Now, the roster-building process is expanding. Sutton, the cerebral corner, is coming off his best season as he enters the prime years of his career. Along with cornerback Emmanuel Moseley, who is getting one of those prove-it deals coming off a torn ACL, they’ll be tasked with bringing some physicality and playmaking to Detroit’s secondary, after the team allowed 7.9 yards per pass attempt in 2022, ranking only ahead of Chicago.

With Montgomery, once you’re able to move past the understandable emotional view of the swap, you should recognize he’s a better player than Williams — and two years younger.

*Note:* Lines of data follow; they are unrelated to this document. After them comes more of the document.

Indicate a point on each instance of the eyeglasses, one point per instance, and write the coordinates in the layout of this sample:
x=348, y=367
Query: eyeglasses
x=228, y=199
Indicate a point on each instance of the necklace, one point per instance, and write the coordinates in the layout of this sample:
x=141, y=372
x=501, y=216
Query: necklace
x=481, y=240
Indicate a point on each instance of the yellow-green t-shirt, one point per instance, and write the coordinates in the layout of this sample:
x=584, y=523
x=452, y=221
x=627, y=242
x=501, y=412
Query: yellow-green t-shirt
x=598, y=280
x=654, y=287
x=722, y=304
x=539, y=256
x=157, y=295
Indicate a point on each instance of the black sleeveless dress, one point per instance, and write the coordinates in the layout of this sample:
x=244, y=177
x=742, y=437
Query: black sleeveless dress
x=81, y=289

The new addition is one of the league’s best tackle-breakers at the position, bringing far more to the passing game as a refined route runner, all while possessing similar durability and leadership intangibles as the man he’s being asked to replace.

Sutton and Montgomery are two upgrades who bring longer-term stability to the roster, without altering Detroit’s healthy cap situation. And the draft, where Holmes has had plenty of success in his first two years on the job, will continue to be the centerpiece of his rebuild strategy. Through the GM’s earlier maneuvering, the team holds two first-round choices, two second-round selections and five overall picks in the first 81 of the event.

Of course, the draft is another place where Holmes has separated himself from Mayhew’s mistakes, particularly by avoiding high-risk prospects. Whether taking on injury concerns like Jahvid Best or Ryan Broyles, or ignoring character red flags with Nick Fairley and Titus Young, Mayhew squandered many of Detroit’s best draft assets this way. Holmes has been more conservative in this regard, outside of last year’s selection of Jameson Williams, who like Broyles, was coming off an ACL tear.

With similar success to Holmes’ previous classes, paired with these new additions (and whomever else the team might add), everything points to these Lions avoiding the massive step back the 2012 version took.